Однако восстановить до мельчайших ветвей генеалогическое древо семейства Висконти — задача такой сложности, что одному эрудиту, который в 1910 году взялся за нее, пришлось в конце концов отступить: во-первых, не хватало многих документов (множество архивов погибло при пожарах), во-вторых, рисунок кроны этого древа содержал слишком много ветвей — как родных, так и привитых. Снимая «Людвига», Висконти с не меньшим интересом прослеживает свою связь с проклятым родом Виттельсбахов. Тщеславный отец Лукино возводил свой род к самому древнему корню, к первому великому Висконти — архиепископу Оттону (1208–1295). Сам Висконти далек от такой гордыни — тем не менее, подобно Леопарду Джузеппе Томази ди Лампедузы, он знает, что «носить знатный титул — значит обладать особенными традициями, то есть неповторимыми, редчайшими воспоминаниями». Носить благородное имя — значит также и соблюдать целый ряд жизненных правил, которых неукоснительно придерживаются все новые члены семьи по отношению к своим предкам: девочки — по отношению к тем далеким княжнам, которых тоже звали Убертами, Вивидами, Виолантами, а мальчики — к тем сеньорам, о которых рассказывается в легендах и учебниках истории. На старинных гравюрах они, как и предки Фабрицио дель Донго, изображены с обнаженной шпагой в руке, готовые нанести удар: среди них Галеаццо (1277–1328), Джованни (1290–1354), Джан Галеаццо (1351–1402), Бернабо, Эрипрандо и, разумеется, Лукино, сей ужасный воитель, который умер в 1349 году (если верить молве, он был убит собственной супругой). Невозможно укрыться от этого присутствия предков, память о которых все еще живет здесь повсюду — в великих каменных книгах, в руинах, в монументах, в надгробных надписях, в статуях и в фамильных гербах. Все это — существенные черты физиономии Милана, и все эти висконтиевские знаки разбросаны по всей Ломбардской равнине, а также и далеко за ее пределами, вплоть до самых дальних уголков Пьемонта, Тосканы и Венето. Невозможно остаться в стороне от этого сонма диковинных историй и легендарных образов, которые влечет за собой имя рода Висконти — вместе с пылью, кровью и золотом веков.

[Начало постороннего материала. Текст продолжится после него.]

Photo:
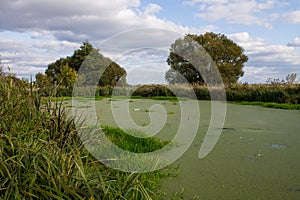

Родовое имя Висконти было дорого и Стендалю, который не только хотел взять его для своего собственного псевдонима, но также упоминает его в предисловии к «Пармской обители» — роману, который был хорошо знаком Лукино. Однако, с сожалением говорит нам автор «Рима, Неаполя и Флоренции», эти двенадцать «великих» Висконти, которые с XIII по XV век своим неудержимым восхождением, взаимными распрями, триумфами и падениями заняли авансцену, еще ждут своего историка. Никто не взялся за перо, чтобы написать эту «потрясающую историю», которая, подсказывает он, могла бы иметь два названия: «Красота истории Милана» и «Введение в изучение человеческих сердец». Стендаль восторженно пишет, что в те времена «исполинские страсти Средних веков полыхали со всей своей неистовой силой… В этих пламенных душах не было места для притворства».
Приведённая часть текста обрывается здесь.